Mayo Clinic defines bed sores, also known as pressure ulcers, as being the result of extensive pressure on certain areas of the body. This pressure doesn’t have to be very strong. It simply has to be continuous, which is why it’s known as a “bed sore”. Generally speaking, when you’re on bed rest, you aren’t moving around much. Lying in one spot for so long will be enough pressure to cause these sores in some people. Extended friction or shear can also cause these sores.
Places that are more prone to bed sores are generally where the skin is thinnest over the bone. This includes:
- Shoulders or elbows
These injuries can be severe enough to even impact the muscle and bone lying beneath the skin, though they can also be relatively mild at the start.
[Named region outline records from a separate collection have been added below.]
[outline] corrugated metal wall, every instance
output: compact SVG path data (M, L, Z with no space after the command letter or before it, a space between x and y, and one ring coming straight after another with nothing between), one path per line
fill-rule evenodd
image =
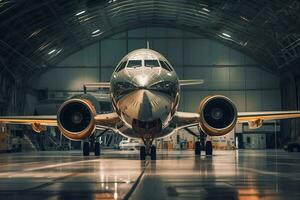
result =
M170 28L141 28L96 42L44 73L36 84L49 91L81 91L83 83L109 81L129 51L150 48L175 66L181 79L205 79L183 88L180 109L194 111L207 95L224 94L239 111L280 110L279 77L262 70L248 56L201 35Z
Tissue damage risk can increase if you have problems with your circulatory system. Bed sores can also form very quickly, though the plus side is that you can also combat them by simply switching your position up to alleviate pain or pressure.
The sooner these sores are noticed, the better the prognosis is when it comes to recovery. As some bed sores may never fully heal, it’s important to be proactive with catching signs of sores and eliminating what allows them to occur.